There’s been the odd shower, but there’s been plenty of sunshine too, and hopefully it’s set to continue.
And what better way to celebrate the glorious weather than with a picnic?
And yet, according to a recent survey by Pork Farm, around five million children in the UK have never been on a picnic.
If that’s not enough to make you scrabble to the back of the cupboard for that elusive blanket/plastic glass set/hamper, then nothing will.
Except, of course, ‘picnic guilt’ – the strange unnerving feeling that however lovely it is to be outside, it’s not quite so lovely when you’re eating your bodyweight in scotch eggs/getting sunburnt/generally being a bit unproductive.
But don’t worry, those niggles can be easily banished, just follow these tips for healthy and fruitful picnicking...
Banish over-eating guilt
Your ‘normal lunch’ is a sandwich. Your ‘picnic lunch’ is sausage rolls, vats of dips, crisps and “a few sweet things, just in case”.
It’s easy at picnics to just keep on delving into all of the packets and pots with no sense of what it’d actually look like all piled up on a plate.
So go stick to what’s on your plate and keep some sense of portion control.
Packing some crudites (raw carrot, cucumber sticks, chopped peppers) and some healthy dips before raiding the crisps is a good idea too.
Banish over-spending guilt
All those offers, all that food, and you’ve suddenly splashed a weekly food budget on one afternoon.
Before you buy, text your other picnic attendees to agree who’s buying what.
Banish lazy guilt
Avoid the temptation for picnic inertia by taking along a Frisbee, a rounders bat and ball, or even just a tennis ball for a game of catch.
Keep this up for half an hour and you’ve burnt a couple of hundred calories.
Banish lazy-brain guilt
It’s not all about physical laziness with al fresco dining – you also while away half a day and yet the book/newspaper you brought along remains completely untouched.
It’s a problem easily solved though; don’t take your culture on your picnic, take your picnic somewhere cultural.
Great examples include open-air cinemas, concerts and plays.
Banish social guilt
Everyone has that list of people they feel they “really must see”, but work/commuting/children/life inevitably gets in the way.
Which is where the picnic fairy godmother floats in and waves its ‘social life sorted’ wand.
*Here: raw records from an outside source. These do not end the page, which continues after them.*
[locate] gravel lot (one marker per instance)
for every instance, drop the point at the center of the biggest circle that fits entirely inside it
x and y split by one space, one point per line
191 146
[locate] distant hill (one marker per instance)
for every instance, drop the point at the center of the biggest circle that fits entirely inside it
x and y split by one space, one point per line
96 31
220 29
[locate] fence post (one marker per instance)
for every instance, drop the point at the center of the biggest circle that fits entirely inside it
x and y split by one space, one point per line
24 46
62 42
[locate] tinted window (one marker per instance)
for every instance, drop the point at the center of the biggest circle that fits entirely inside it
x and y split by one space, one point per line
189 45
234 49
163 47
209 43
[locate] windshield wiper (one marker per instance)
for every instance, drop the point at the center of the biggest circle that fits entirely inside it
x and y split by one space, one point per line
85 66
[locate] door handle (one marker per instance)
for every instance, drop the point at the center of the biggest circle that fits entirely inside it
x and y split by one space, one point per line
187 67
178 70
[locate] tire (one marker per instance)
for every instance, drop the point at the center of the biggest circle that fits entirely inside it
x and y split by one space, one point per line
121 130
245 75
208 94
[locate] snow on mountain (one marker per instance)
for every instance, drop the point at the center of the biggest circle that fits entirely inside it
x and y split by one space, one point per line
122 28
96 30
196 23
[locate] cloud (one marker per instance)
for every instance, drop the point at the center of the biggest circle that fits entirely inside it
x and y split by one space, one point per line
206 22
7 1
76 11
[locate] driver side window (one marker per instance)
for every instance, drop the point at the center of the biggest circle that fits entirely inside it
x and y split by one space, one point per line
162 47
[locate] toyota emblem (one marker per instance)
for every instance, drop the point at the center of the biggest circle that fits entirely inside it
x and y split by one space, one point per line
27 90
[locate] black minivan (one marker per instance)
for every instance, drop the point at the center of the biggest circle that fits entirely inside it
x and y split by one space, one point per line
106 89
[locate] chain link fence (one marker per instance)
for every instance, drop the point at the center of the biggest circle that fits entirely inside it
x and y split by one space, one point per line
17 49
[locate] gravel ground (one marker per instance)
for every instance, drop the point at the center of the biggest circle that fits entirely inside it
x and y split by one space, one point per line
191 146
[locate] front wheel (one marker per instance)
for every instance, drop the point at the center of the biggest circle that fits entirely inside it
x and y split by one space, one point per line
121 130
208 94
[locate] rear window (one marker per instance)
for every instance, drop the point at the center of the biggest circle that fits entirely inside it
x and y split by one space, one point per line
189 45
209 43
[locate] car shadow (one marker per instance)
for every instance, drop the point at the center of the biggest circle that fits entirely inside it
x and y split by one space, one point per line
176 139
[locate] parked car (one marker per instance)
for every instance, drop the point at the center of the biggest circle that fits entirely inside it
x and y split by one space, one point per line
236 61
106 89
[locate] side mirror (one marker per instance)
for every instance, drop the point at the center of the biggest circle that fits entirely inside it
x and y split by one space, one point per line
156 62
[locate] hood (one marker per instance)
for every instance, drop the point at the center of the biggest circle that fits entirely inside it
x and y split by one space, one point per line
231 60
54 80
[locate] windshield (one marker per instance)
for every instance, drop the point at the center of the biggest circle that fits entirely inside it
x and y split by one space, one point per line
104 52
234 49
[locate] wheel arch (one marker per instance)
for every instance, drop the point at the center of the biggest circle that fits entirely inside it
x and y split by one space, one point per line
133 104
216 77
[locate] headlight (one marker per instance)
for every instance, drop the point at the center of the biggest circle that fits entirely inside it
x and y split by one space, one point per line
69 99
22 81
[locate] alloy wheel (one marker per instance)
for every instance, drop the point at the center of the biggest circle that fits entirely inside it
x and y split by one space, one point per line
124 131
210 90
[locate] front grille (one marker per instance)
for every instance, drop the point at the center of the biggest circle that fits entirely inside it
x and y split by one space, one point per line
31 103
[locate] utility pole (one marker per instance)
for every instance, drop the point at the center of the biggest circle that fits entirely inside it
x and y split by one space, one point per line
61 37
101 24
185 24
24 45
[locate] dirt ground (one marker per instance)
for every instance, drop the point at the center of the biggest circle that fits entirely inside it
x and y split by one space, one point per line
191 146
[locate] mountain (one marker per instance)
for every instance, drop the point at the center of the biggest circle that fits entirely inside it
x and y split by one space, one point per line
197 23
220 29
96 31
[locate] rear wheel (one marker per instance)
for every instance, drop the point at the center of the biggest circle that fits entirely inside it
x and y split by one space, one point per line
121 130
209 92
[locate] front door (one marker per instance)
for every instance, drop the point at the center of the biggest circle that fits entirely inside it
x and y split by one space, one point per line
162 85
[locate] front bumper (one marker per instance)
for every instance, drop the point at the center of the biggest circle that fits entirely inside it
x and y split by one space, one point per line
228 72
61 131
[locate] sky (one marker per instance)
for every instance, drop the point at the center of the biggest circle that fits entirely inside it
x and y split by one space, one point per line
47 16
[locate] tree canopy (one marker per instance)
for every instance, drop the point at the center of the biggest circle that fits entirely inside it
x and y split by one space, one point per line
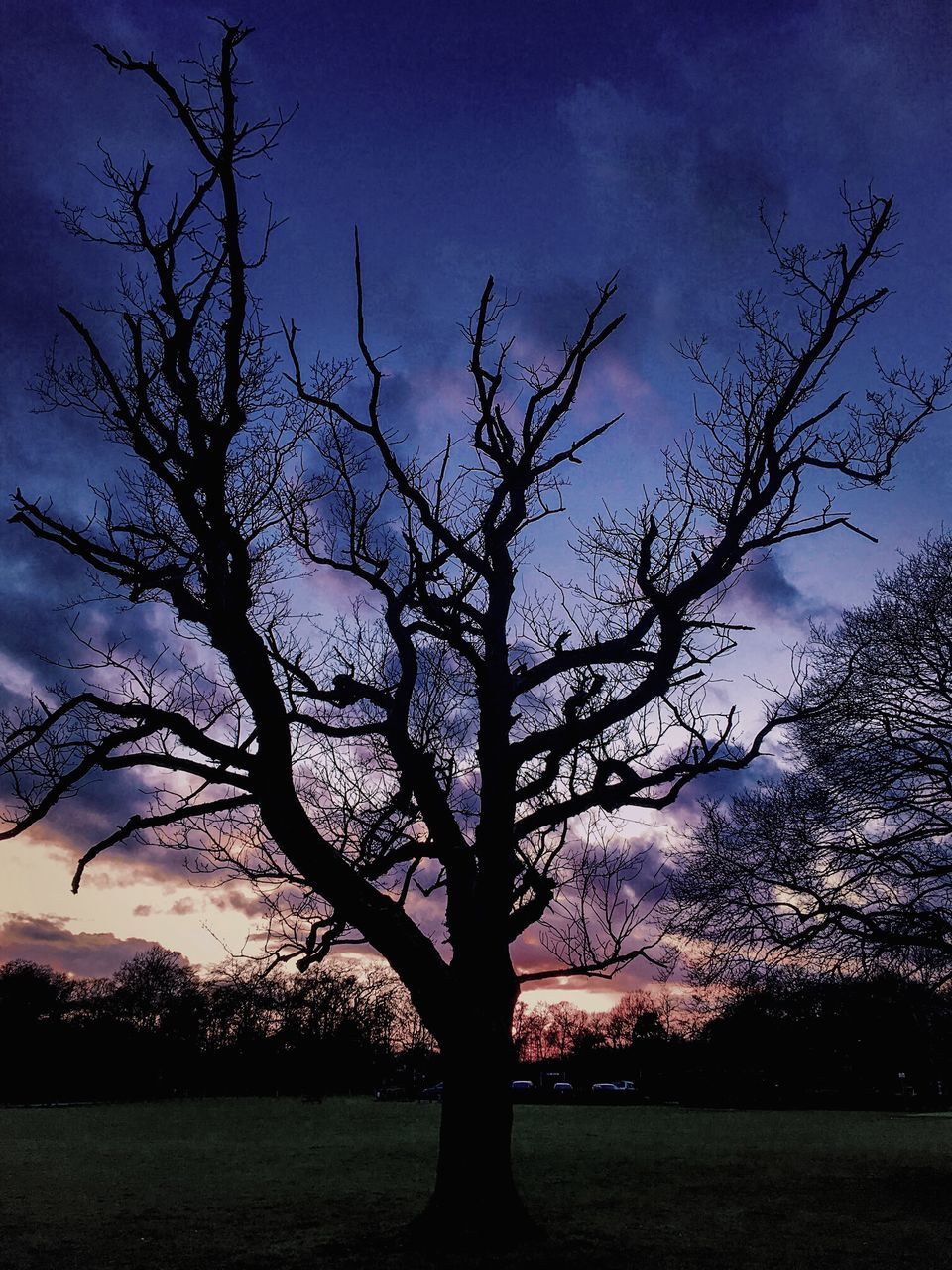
434 769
Because while someone might be irked if you arranged to meet them for a drink in a pub and 25 other people were jammed round your table; they turn up at your picnic with 25 other people jammed on your blanket and they simply smile and shrug that more is merrier.
Banish too much booze guilt
We’re not trying to trample over your fun here, but we do suggest perhaps preparing a jug of Pimm’s at home rather than just slopping it in your glass when you’re there; and sometimes not slopping any Pimm’s in and just having a glass of lemonade.